Richard’s daughter-in-law had already filled out an application for him for the New Life Program. He says, “She told me, ‘Dad, this is the Program you have to do!’ Now it’s been one year since that conversation and one year in the Program.”
Before all this, Richard had a 12-year career in ministry. He says one thing he has learned in the past year is the importance of working on yourself first before you can help others. He compares it to the instructions you receive for using oxygen masks on airplanes. First, you put the mask on yourself so you can then help someone else. Richard learned how to put his spiritual oxygen mask on first through the Program, its classes, and the opportunities offered.
Richard also says he learned a new understanding of how the Holy Spirit works in his life. “The teaching my advisors have laid down is epic. Not just parts about addiction.
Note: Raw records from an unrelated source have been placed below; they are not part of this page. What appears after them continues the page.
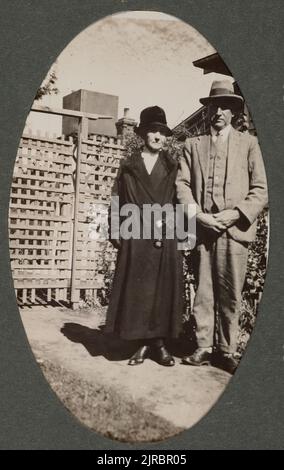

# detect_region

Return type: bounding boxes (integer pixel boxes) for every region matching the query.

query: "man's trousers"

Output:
[193,232,248,353]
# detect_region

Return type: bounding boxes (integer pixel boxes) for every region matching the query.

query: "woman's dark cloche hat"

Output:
[199,80,244,108]
[134,106,173,136]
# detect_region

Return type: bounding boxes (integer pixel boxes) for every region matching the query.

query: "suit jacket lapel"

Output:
[225,129,240,191]
[196,134,210,183]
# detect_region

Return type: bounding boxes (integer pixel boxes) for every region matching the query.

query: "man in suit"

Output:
[177,80,267,373]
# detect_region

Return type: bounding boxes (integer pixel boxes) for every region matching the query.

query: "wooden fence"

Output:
[9,107,124,308]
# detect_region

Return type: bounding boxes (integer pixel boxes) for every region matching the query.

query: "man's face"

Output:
[144,129,166,153]
[209,100,234,131]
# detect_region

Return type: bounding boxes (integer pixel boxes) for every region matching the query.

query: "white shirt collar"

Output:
[211,124,232,142]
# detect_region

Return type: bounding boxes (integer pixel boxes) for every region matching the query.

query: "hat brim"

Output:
[134,122,173,137]
[199,94,244,108]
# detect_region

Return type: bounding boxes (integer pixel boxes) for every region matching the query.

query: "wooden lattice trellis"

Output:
[72,135,124,307]
[9,106,123,307]
[9,133,74,303]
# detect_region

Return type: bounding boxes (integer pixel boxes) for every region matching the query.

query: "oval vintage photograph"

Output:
[9,11,268,443]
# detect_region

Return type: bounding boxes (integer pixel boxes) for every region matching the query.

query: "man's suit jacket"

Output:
[176,128,268,242]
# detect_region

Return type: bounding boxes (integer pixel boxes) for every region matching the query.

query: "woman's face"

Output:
[144,130,166,153]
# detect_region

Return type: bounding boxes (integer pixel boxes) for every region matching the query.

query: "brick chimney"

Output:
[115,108,137,140]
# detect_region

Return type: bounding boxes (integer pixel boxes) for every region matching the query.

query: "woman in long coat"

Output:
[105,106,182,366]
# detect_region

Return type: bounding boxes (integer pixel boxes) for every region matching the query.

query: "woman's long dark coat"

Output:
[105,152,182,340]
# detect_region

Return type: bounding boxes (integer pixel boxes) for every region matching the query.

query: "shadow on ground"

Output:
[60,323,195,361]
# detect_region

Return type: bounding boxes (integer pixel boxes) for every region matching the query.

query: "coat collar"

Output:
[123,150,178,202]
[195,127,240,181]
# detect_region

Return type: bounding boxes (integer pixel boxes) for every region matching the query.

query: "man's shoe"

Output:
[128,345,150,366]
[181,348,212,366]
[214,352,239,375]
[152,345,175,367]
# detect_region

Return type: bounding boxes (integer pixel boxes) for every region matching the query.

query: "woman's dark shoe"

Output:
[128,345,150,366]
[152,345,175,367]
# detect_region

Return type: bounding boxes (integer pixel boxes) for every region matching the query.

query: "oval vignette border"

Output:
[0,0,284,449]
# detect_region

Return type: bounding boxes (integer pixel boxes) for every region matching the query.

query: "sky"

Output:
[27,11,232,134]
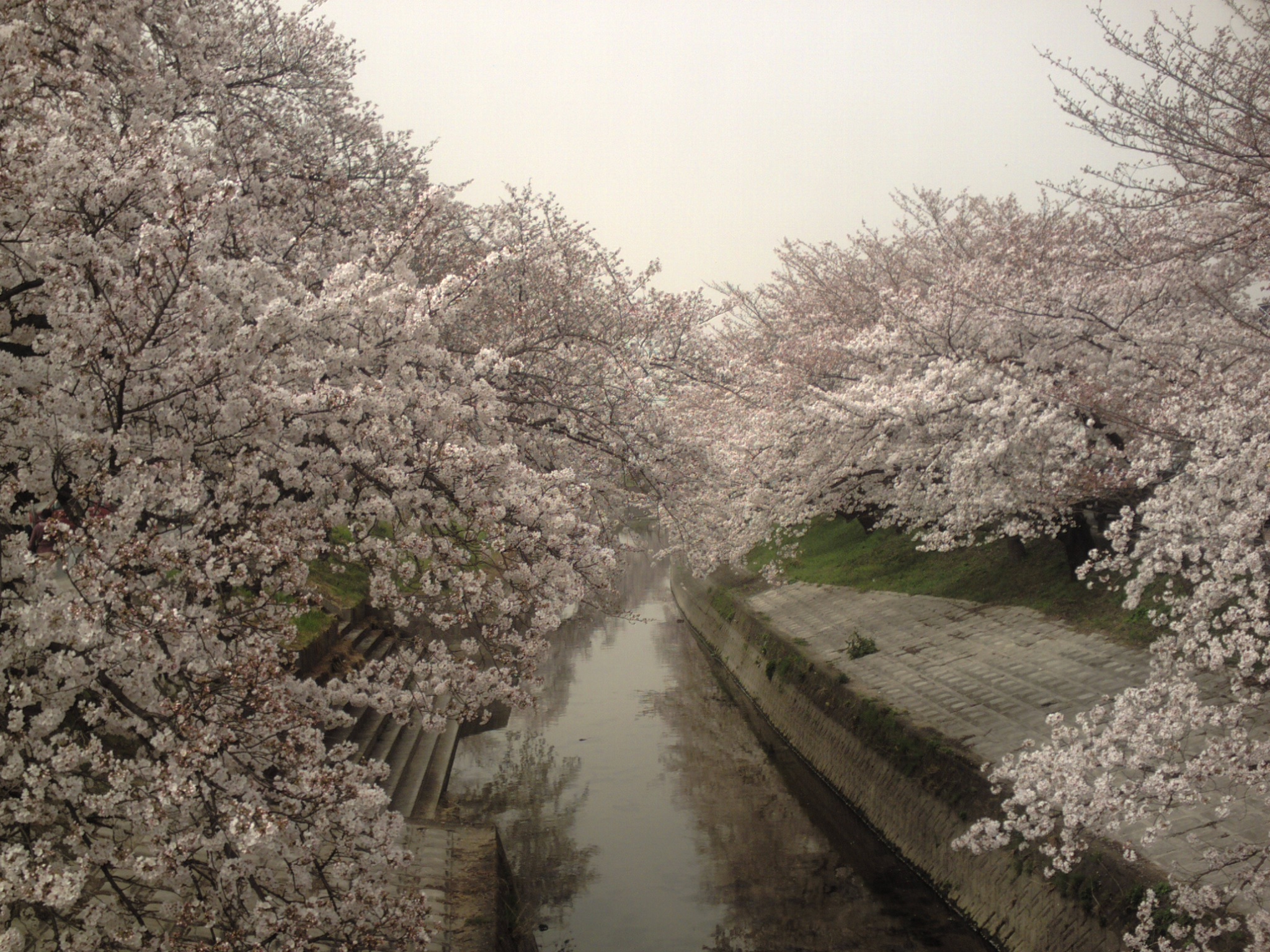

Those are very, very good, and they’re very necessary, but also ‘The Knowledge of the Holy,’ A.W. Tozer’s work, and now I’m going through ‘The Holiness of God’ by R.C. Sproul. . . These are what really ignited my passion again, to be able to sort things out and to get back to where God wants me to be.”
After much prayer, Richard says he is not only experiencing God’s healing spiritually, but in his body as well. He says, “I went to my first gastroenterologist appointment when I got here, and I have cirrhosis of the liver. But I’m being healed. My liver numbers are good now.”
Even more than physical healing, Richard is rebuilding beautiful relationships with his family. One example he shares is that he had been searching the internet to figure out where he was going to live after finishing the Program. “I was just at a loss. Then, out at breakfast one morning, my son said, ‘Hey, Dad, we want you to come and live with us.’ I could have cried. It was amazing because I never, ever even hinted that that might be a possibility. Nobody owes me anything. I owe people, and I owe God.
“Then, a few days later, my daughter-in-law texted me. Her text said, ‘I am so incredibly grateful to have you back in our lives!’ Call me a millionaire or a billionaire! I’m like George Bailey in ‘It’s a Wonderful Life.’ I’m the richest man in town. That’s what I have been given back: ‘… grateful to have you back in our lives!’
“To the Mission’s donors, I would just say thank you. Really! Thank you for not giving up on us, even when we give up on ourselves.”
Part of Richard’s ministry now is working at our River of Life Shelter’s front desk. “I have this desire and ability to connect with the men, to talk to them, pray with them, even just learn their names – it’s amazing how incredibly powerful that is, for someone to know you know their name. I care about them!
“But also, mostly, my ministry will be with my children and grandchildren.
“The best thing I can do is take what I’ve learned at the Mission and in this Program and make it count for the Lord.”